Brillant de partout, des éclats de couleur par-ci et par-là. Le nouvel arc-en-ciel enjambe la nature et la végétation, ornant le corridor comme un ballet ; une danse multicolore qui est conduite par des faisceaux sans égaux. Les visiteurs, envoûtés par leur charme éclatant suivent le rythme à leur façon tout en appréciant la beauté de l’effet optique généré. La nouvelle discothèque où seul le sifflement du vent procure une ambiance chaleureuse avec des pigments illustre les rêves, la sagesse, la sérénité.

Du végétal partout, mais mis en valeur par une nuance de la vie en elle-même.
Ce qui donne l’impression qu’on est devenu sensible à l’effet miroitant de l’obscurité qui a changé d’aspect. Transporté dans un monde ébranlé par des flambeaux qui sillonnent le ciel ouvert. La singularité des lieux répond au surnom de la capitale : « La ville des lumières » et c’est ce que l’entreprise cherche à faire sur le chantier : éblouir par le feu. Des étincelles époustouflantes méritées et méritant à son tour l’admiration de tous.

Mais comment ont-ils fait?

Daniel Duminy ne s’est pas restreint sur une vision limpide, mais plutôt axé sur un regard flamboyant. Avec un mélange de couleurs à travers un LED ; entre le rouge, le vert et le bleu (RGB), caché dans les arbres et les alentours, au nombre de 22 et 4 spots qui projettent des images hallucinantes, SATELEC a viser dans le mille. Et tout cela est dominé par un contrôleur suivant un protocole DMX.

La société a mis sous son catalogue différents scripts qui peuvent s’adapter aux périodes. Cinq alternatives qui régissent les séquences adéquates à un cycle déterminé. L’évolution de ces feux est assurée dans un tunnel de bande LED entièrement étanche et totalement protégé contre les poussières et mis en place dans des poutres.
La totalité des fibres qui lie ce schéma a été déguisée de manière à ce qu’ils restent cachés sous le sol, enfouis dans les arbres.
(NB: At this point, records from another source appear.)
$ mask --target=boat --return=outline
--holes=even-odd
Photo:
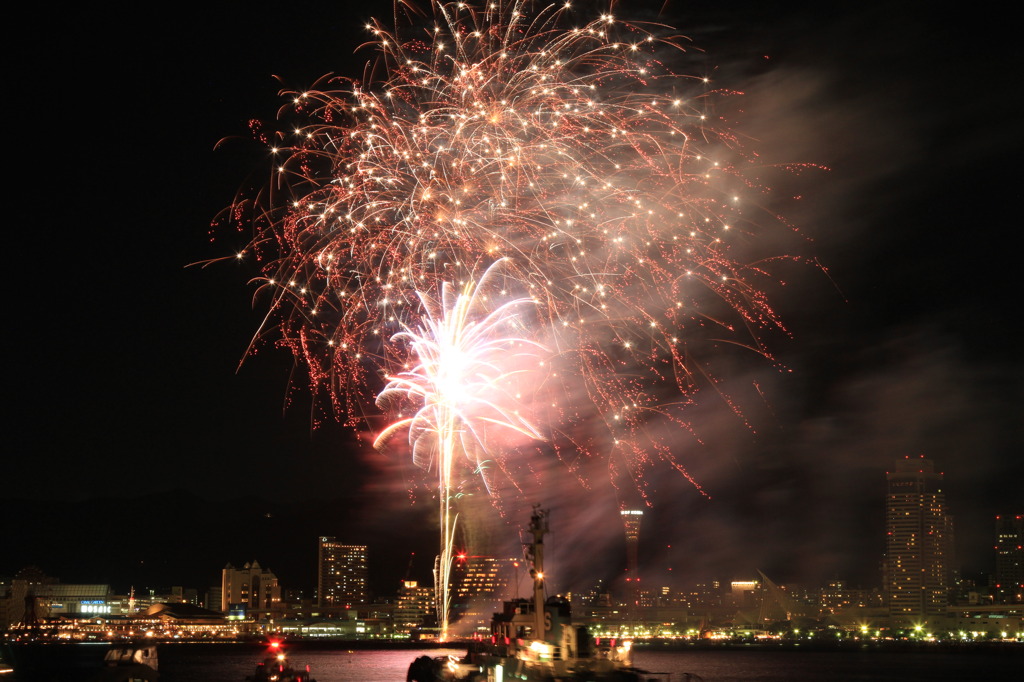
[[[583,624],[573,623],[568,600],[544,598],[544,536],[548,512],[534,507],[527,562],[533,598],[504,602],[491,619],[489,639],[469,643],[464,657],[420,656],[409,666],[406,682],[666,682],[669,673],[633,666],[632,642],[596,640]],[[700,682],[697,675],[687,680]]]
[[[316,682],[308,665],[292,667],[278,640],[270,642],[265,658],[256,665],[256,672],[245,679],[248,682]]]
[[[112,644],[103,656],[103,670],[92,682],[152,682],[160,679],[156,644]]]

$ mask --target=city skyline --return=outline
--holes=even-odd
[[[654,5],[621,13],[655,18]],[[747,93],[740,128],[766,158],[831,169],[778,188],[802,197],[789,217],[814,239],[831,282],[794,273],[782,301],[793,338],[776,349],[784,371],[756,368],[730,387],[755,428],[714,411],[694,415],[707,436],[685,461],[710,500],[669,476],[651,482],[645,532],[673,534],[671,552],[654,555],[681,568],[720,570],[742,547],[769,575],[790,563],[809,575],[848,566],[870,574],[880,559],[872,567],[865,558],[877,556],[865,529],[881,523],[881,507],[864,500],[881,498],[878,472],[908,455],[946,472],[970,562],[987,561],[993,515],[1019,507],[1024,382],[1007,327],[1020,285],[1001,240],[1014,219],[1009,169],[1021,134],[997,73],[1019,48],[978,17],[963,30],[959,17],[881,8],[666,10],[707,51],[702,67],[716,82]],[[89,37],[72,10],[47,22],[51,34],[36,41],[46,47],[17,74],[17,91],[42,100],[26,106],[46,132],[23,155],[27,194],[15,220],[25,227],[11,247],[11,281],[29,289],[14,297],[11,327],[21,333],[5,340],[17,408],[4,509],[56,500],[73,514],[76,501],[146,492],[173,500],[180,491],[338,500],[337,516],[360,533],[400,538],[404,527],[417,544],[432,505],[406,463],[356,444],[343,427],[312,429],[302,387],[287,391],[287,353],[268,349],[235,374],[260,321],[247,310],[252,272],[184,267],[226,255],[223,242],[207,247],[207,225],[245,173],[266,165],[251,147],[214,144],[274,115],[270,74],[303,86],[358,70],[368,55],[350,51],[366,17],[315,3],[275,21],[242,4],[204,8],[202,21],[190,9]],[[303,9],[315,25],[296,18]],[[968,38],[955,59],[936,57],[962,34],[976,42]],[[82,75],[51,85],[63,68],[54,64]],[[969,97],[950,93],[963,83]],[[54,90],[70,96],[54,104]],[[37,234],[57,239],[44,250]],[[616,532],[596,545],[611,555],[629,489],[583,493],[571,476],[555,480],[578,493],[556,507],[557,537],[590,543],[612,524]],[[289,518],[297,533],[341,537],[338,525]],[[53,518],[48,527],[60,536],[74,525]],[[17,571],[17,557],[44,542],[8,537],[20,544],[4,553],[0,573]],[[160,561],[167,545],[139,547],[132,570]],[[278,570],[262,552],[213,568],[253,558]]]
[[[622,513],[622,517],[627,519],[626,533],[623,533],[621,525],[606,527],[608,532],[615,536],[608,538],[612,554],[588,555],[587,563],[593,568],[590,572],[574,572],[576,562],[569,561],[566,564],[566,552],[559,551],[562,543],[557,537],[552,538],[549,552],[556,559],[552,562],[551,589],[556,592],[580,594],[600,584],[605,586],[604,589],[617,595],[618,599],[629,602],[631,599],[636,600],[641,590],[657,591],[665,587],[680,589],[686,585],[709,581],[728,583],[730,580],[756,579],[756,576],[760,575],[766,580],[803,588],[839,581],[852,588],[874,589],[880,595],[890,595],[890,599],[893,589],[913,591],[924,589],[927,584],[928,589],[932,590],[929,592],[931,596],[928,600],[934,601],[935,604],[944,599],[941,594],[954,589],[968,589],[972,585],[982,591],[991,588],[997,599],[1014,593],[1012,585],[1019,579],[1022,565],[1019,545],[1021,515],[1011,513],[990,519],[989,532],[984,537],[976,539],[987,543],[985,556],[980,558],[984,570],[971,570],[961,576],[962,564],[956,558],[959,553],[952,542],[953,535],[950,532],[954,528],[950,512],[954,510],[944,503],[945,486],[941,483],[943,476],[935,471],[934,463],[924,458],[907,457],[898,460],[894,467],[890,467],[885,478],[888,479],[888,492],[886,493],[886,488],[880,485],[882,489],[875,502],[879,509],[884,507],[887,510],[888,518],[880,519],[873,529],[875,551],[872,556],[864,558],[864,563],[876,566],[874,571],[857,571],[850,566],[846,571],[811,575],[800,566],[773,568],[744,561],[742,551],[734,555],[731,565],[710,570],[699,562],[679,562],[671,545],[665,545],[667,536],[664,527],[652,529],[647,534],[638,533],[640,524],[635,523],[633,517],[637,516],[636,511],[639,510],[635,510],[629,512],[630,517]],[[937,489],[935,481],[939,482]],[[897,487],[894,488],[894,485]],[[901,486],[910,486],[914,492],[908,495]],[[924,494],[924,491],[928,491],[928,494]],[[201,501],[195,499],[190,502]],[[13,558],[11,565],[18,568],[0,574],[0,578],[10,579],[22,569],[31,568],[63,583],[111,584],[115,589],[125,592],[130,589],[167,589],[177,585],[202,593],[208,588],[223,587],[224,599],[228,599],[227,595],[232,593],[232,583],[227,578],[222,578],[222,574],[241,576],[234,581],[235,589],[243,582],[251,583],[250,575],[257,575],[267,576],[267,589],[271,589],[272,586],[275,595],[279,595],[280,589],[284,588],[301,591],[306,598],[324,593],[328,595],[328,602],[320,605],[325,607],[337,607],[342,603],[364,604],[373,599],[387,597],[398,591],[399,585],[408,580],[432,584],[430,575],[434,561],[432,551],[435,548],[433,538],[429,536],[429,528],[426,529],[426,536],[421,539],[422,549],[416,551],[416,545],[411,543],[396,544],[396,540],[402,537],[400,534],[390,538],[370,537],[365,530],[355,527],[341,527],[338,537],[296,535],[289,529],[294,527],[297,516],[309,511],[308,507],[300,505],[290,510],[277,507],[274,513],[263,511],[267,508],[265,503],[257,504],[238,517],[219,518],[219,522],[230,530],[223,531],[216,544],[194,544],[189,547],[188,552],[168,551],[171,547],[163,538],[149,538],[154,546],[162,548],[165,556],[170,555],[171,558],[165,559],[163,564],[157,567],[139,565],[126,569],[122,566],[113,573],[109,572],[108,566],[102,561],[83,563],[80,560],[83,554],[88,554],[88,548],[95,547],[109,534],[105,526],[100,526],[95,532],[88,529],[89,525],[95,524],[90,520],[92,515],[87,510],[83,525],[76,528],[78,544],[52,544],[47,554],[48,561],[18,564],[18,559]],[[208,523],[211,509],[195,507],[190,508],[189,513],[180,510],[171,513],[177,517],[178,530],[182,537],[190,537],[196,527]],[[6,510],[5,514],[11,515]],[[280,517],[275,518],[278,514]],[[904,514],[908,516],[906,522],[901,520]],[[249,522],[256,523],[248,525],[246,518]],[[146,519],[144,525],[150,520]],[[633,522],[632,526],[628,525],[629,521]],[[138,529],[130,524],[119,523],[118,527],[128,536],[139,533]],[[35,530],[44,532],[42,526]],[[284,534],[287,534],[287,537]],[[557,534],[556,530],[555,535]],[[365,544],[356,544],[353,538],[359,538]],[[19,540],[15,535],[14,547],[19,546]],[[561,549],[568,549],[567,553],[571,554],[575,552],[575,544],[572,538],[567,540],[568,547]],[[121,561],[123,557],[130,555],[131,548],[126,549],[129,550],[128,553],[114,553],[110,558]],[[143,551],[151,549],[144,548]],[[502,561],[522,560],[521,556],[515,555],[490,556],[501,558]],[[225,557],[229,557],[226,565]],[[953,559],[950,560],[948,557]],[[456,564],[460,565],[466,558],[467,548],[460,543],[456,547]],[[487,556],[469,558],[474,561],[490,561]],[[234,561],[237,561],[241,568],[235,568],[232,564]],[[356,563],[352,563],[353,561]],[[925,583],[921,583],[922,578],[913,576],[924,570],[928,571],[927,576],[930,577],[923,578]],[[910,577],[906,580],[900,578],[904,574]],[[278,575],[284,577],[280,588]],[[159,577],[154,579],[153,576]],[[525,576],[526,572],[523,571],[520,577]],[[631,578],[636,576],[641,580],[639,585],[631,584]],[[961,584],[958,581],[960,577],[965,578],[966,582]],[[325,580],[327,582],[324,582]],[[903,587],[890,587],[890,584],[899,584],[894,580],[902,582]],[[914,582],[915,580],[918,582]],[[1000,582],[1006,583],[1002,585],[1003,590],[998,589]],[[997,595],[997,592],[1002,597]],[[271,597],[266,596],[263,599],[270,600]],[[909,610],[917,613],[921,608],[924,607],[912,607]]]
[[[635,622],[668,617],[668,611],[658,616],[659,608],[669,609],[672,618],[685,620],[699,616],[703,607],[715,607],[717,617],[722,618],[732,607],[739,609],[736,614],[741,620],[759,613],[756,620],[764,624],[777,625],[791,618],[810,622],[836,616],[847,626],[868,618],[884,619],[886,627],[903,629],[939,622],[946,625],[935,627],[948,627],[949,615],[957,610],[963,614],[975,609],[984,616],[1003,606],[1011,612],[1019,609],[1020,589],[1024,588],[1024,554],[1020,545],[1020,522],[1024,516],[994,520],[993,555],[997,571],[987,576],[987,584],[973,579],[961,582],[948,559],[952,556],[952,523],[943,503],[941,474],[935,472],[928,460],[905,458],[895,463],[887,479],[888,540],[881,586],[854,586],[838,577],[827,584],[779,585],[760,570],[753,579],[701,583],[674,580],[673,576],[652,570],[653,567],[638,571],[634,541],[639,539],[635,532],[639,524],[633,524],[633,532],[627,530],[621,575],[607,582],[598,581],[587,589],[573,588],[571,601],[577,607],[603,609],[606,616],[621,614],[627,621]],[[25,616],[30,620],[51,616],[74,618],[76,614],[122,615],[135,613],[135,609],[141,613],[161,603],[166,607],[179,602],[202,606],[207,609],[207,616],[219,613],[228,620],[258,618],[259,614],[277,614],[279,618],[291,614],[292,618],[301,619],[303,614],[310,613],[352,620],[357,612],[377,613],[377,606],[383,605],[394,605],[396,625],[412,618],[412,611],[419,613],[420,618],[433,618],[433,609],[424,606],[431,601],[428,592],[433,588],[421,588],[411,579],[412,557],[398,584],[373,594],[367,587],[372,576],[367,546],[346,545],[324,536],[317,538],[316,545],[319,587],[312,593],[294,585],[281,585],[274,571],[257,560],[246,562],[241,568],[228,563],[221,571],[219,584],[198,589],[181,584],[156,589],[136,589],[134,585],[128,590],[112,589],[109,583],[61,580],[60,576],[29,567],[19,571],[13,580],[11,576],[0,576],[0,629],[19,620],[21,610],[27,608],[23,604],[28,603],[25,595],[29,593],[40,600],[33,606],[34,616]],[[460,623],[456,629],[463,634],[469,626],[486,630],[487,619],[501,600],[522,597],[524,584],[528,592],[533,572],[527,571],[524,564],[529,564],[529,558],[458,552],[451,583],[453,613]],[[638,572],[650,577],[639,584]],[[545,574],[551,580],[551,596],[570,596],[560,589],[554,576],[547,571]],[[684,610],[679,611],[680,608]]]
C’est comme un tailleur qui a cousu un chef-d’œuvre et qu’on ne perçoit d’aucune façon la ficelle qui compose la robe. Un travail acharné, un résultat aveuglant, non pas dans le mauvais côté des choses, mais d’un point de vue positif.

De manière technique, l’équipe de Daniel Duminy a su démontrer sa spécialité dans le domaine du BTP, mais surtout dans la luminosité intégré aux collectivités. Une lueur ou une illumination, la qualité du travail précède le succès de la mission. Avec des moyens élémentaires, pourtant humbles, la troupe s’est acharnée à nous concocter un spectacle digne d’un renommé mondial. Le monsieur a joué un coup de maître : un bluff qui fige les yeux.

Lumière : un signe d’espoir finalisé sur ce terrain où une illusion s’opère toutes les nuits, un monde, une ville, une fantaisie.